Within the file, the key piece of documentation that must be crystal clear is where that input data comes from (Figure 42-1). This may sound obvious, but those source files/tables are likely to move over time or change structure. Tableau tools can read only what is in the underlying source. As the source changes, so will the resulting data being used by the flow and, therefore, the output.
Recording the original data source, location, filename or table name, and the frequency of updates will help you and your colleagues understand what should, and should not, change when the flow is next run.
Knowing which files it is safe to overwrite is critical in data preparation, as you may not be able to reverse the changes if you need to. The file location should be clear, and the output location shouldn’t be changed, unless the existing output file is also moved. Clear documentation of what the output is and where it is held will help with this (Figure 42-2).
There are a number of other stages in Prep Builder where documentation can make the difference between work being easy to access and fix if necessary and it being an absolute nightmare.
The Clean step is the Swiss Army knife of Prep Builder, as one step can comprise hundreds of different preparation techniques. This step can include calculations, filters, cleaning string values, splitting fields, and renaming or even deleting fields. The Clean step can also contain any combination of these actions. Renaming the step with a description of what you are doing will ensure that the users of the flow—and your future self—can follow along (Figure 42-3).
The Prep developers have provided icons that show some of the top-level actions happening within the Clean step. For example, the step shown in Figure 42-4 includes both a filter and a calculation, and a field has been removed.
These icons give the user a very good quick overview of what is happening or give you a reminder of what happened if you return to the data at a later time. The step names need to be very concise, as only a limited number of characters will show in the Flow pane.
Step descriptions, unlike step names, can be much longer—200 characters. They also have the significant benefit that they can be toggled between visible and invisible. In the union shown in Figure 42-5, clicking the gray quotation icon will hide or show the description in the Flow pane.

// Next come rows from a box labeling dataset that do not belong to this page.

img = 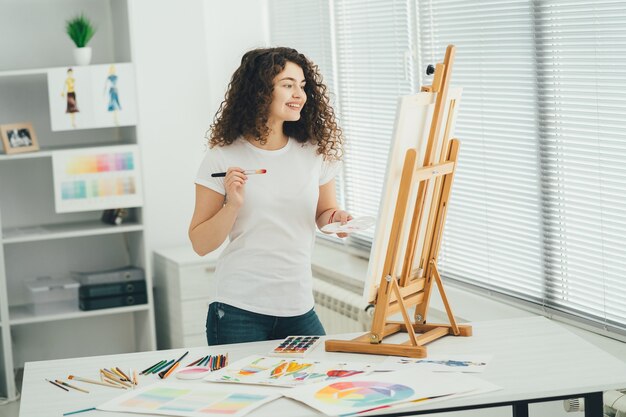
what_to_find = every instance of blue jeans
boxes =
[206,303,326,346]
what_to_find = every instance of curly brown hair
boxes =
[207,47,343,160]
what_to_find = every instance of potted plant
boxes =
[65,13,96,65]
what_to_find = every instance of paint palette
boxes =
[269,336,322,358]
[322,216,376,233]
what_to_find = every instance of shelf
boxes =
[9,304,150,326]
[2,220,143,244]
[0,68,50,78]
[0,142,135,161]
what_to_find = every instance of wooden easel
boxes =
[326,45,472,358]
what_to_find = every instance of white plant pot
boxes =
[74,46,91,65]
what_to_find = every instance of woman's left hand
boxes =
[331,210,352,237]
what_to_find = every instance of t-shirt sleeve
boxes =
[320,161,342,185]
[195,147,226,195]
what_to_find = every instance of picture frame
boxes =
[0,123,39,155]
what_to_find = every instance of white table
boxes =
[20,317,626,417]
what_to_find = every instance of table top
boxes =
[20,317,626,417]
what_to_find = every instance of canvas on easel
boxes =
[326,45,472,358]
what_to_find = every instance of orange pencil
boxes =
[161,362,180,379]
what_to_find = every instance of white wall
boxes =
[129,0,267,255]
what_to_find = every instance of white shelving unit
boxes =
[0,0,156,399]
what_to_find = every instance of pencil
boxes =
[159,351,189,379]
[113,366,131,382]
[67,375,122,388]
[139,360,167,375]
[102,373,130,389]
[161,362,180,379]
[211,169,267,177]
[150,359,176,374]
[63,407,96,416]
[187,356,206,367]
[44,378,69,391]
[54,379,89,394]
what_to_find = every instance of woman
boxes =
[189,48,352,345]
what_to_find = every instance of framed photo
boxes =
[0,123,39,154]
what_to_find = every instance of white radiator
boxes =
[313,278,372,334]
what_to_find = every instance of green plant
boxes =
[65,13,96,48]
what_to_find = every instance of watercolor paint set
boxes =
[269,336,322,358]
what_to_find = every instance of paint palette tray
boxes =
[269,336,322,358]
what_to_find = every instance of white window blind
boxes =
[534,1,626,329]
[334,0,419,247]
[418,0,544,302]
[268,0,334,94]
[419,0,626,329]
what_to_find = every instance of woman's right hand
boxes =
[224,167,248,208]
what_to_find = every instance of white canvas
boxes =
[283,370,498,416]
[363,88,461,304]
[376,355,491,373]
[96,382,280,417]
[48,67,95,132]
[90,64,137,127]
[52,145,143,213]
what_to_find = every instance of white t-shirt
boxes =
[196,138,340,317]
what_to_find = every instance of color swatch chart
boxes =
[52,145,143,213]
[270,336,321,357]
[97,384,279,417]
[65,152,135,175]
[61,177,136,200]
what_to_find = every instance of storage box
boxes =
[25,277,79,316]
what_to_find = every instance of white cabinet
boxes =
[154,246,218,349]
[0,0,156,399]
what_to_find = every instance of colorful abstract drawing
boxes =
[198,394,267,415]
[315,381,415,408]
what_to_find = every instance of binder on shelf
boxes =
[72,266,145,285]
[78,280,146,298]
[78,292,148,311]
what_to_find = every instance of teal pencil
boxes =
[139,360,167,375]
[150,359,175,374]
[140,359,167,375]
[187,356,206,367]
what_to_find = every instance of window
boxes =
[266,0,626,334]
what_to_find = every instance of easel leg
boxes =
[513,402,528,417]
[584,392,604,417]
[430,261,459,336]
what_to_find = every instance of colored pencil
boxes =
[211,169,267,177]
[161,362,180,379]
[54,379,89,394]
[44,378,69,391]
[67,375,122,388]
[102,374,129,389]
[139,360,167,375]
[113,366,131,382]
[63,407,96,416]
[159,351,189,379]
[150,359,176,374]
[187,356,206,366]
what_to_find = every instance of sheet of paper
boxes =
[205,355,374,387]
[96,381,280,417]
[283,369,492,416]
[376,355,492,373]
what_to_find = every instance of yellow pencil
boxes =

The description allows you (the flow author) to add much more detail about what is happening at each step in the flow while preparing the data for analysis.
One feature that was added very early on in the development of Tableau Prep was the ability to assign colors to steps to add visual documentation to your flow. This is useful both to the person building the flow and to someone picking up that flow for maintenance or further development. There are two key steps where color particularly makes a difference in Prep Builder.
When joining data sets together, or self-joining data together as in Figure 42-6, it’s helpful to use color to show there are two different data sets coming together. Not only is this very useful when you are picking up someone else’s flow, but it also helps with ensuring you have used the correct data fields from the incoming data sets.
The color logic I like to apply to joins mixes together the yellow and blue inputs to create a green output. This way, I can instantly see the two data fields that are being joined (Figure 42-7). This is useful especially on inner joins, where the fields are normally identical; it’s much easier to see where values have not been joined if you can see which input source has the mismatched fields.
The green line running above the Profile pane in Figure 42-7 helps highlight to the flow developer the data fields that the join will be creating.
In a Union step, you can use color to demonstrate the two flows being stacked together. Unlike my approach to joins, my preference here is that the two flows are two shades of the same color rather than a mix, since the data structure is the same or similar (Figure 42-8).
In the setup of the Union step, the input flows’ colors also represent (as with joins) where they have come from (Figure 42-9).
In this example, the Time field has come from the Clean Times input, and the 24 Hour Time Format has come from the Unclean Times input. This helps you consider the different field names and where you may want to go back “upstream” in your preparation flow to either amend the names or investigate why they differ. The absence of color indicates nulls, which occur because they lack a corresponding field in the other data set (Figure 42-10).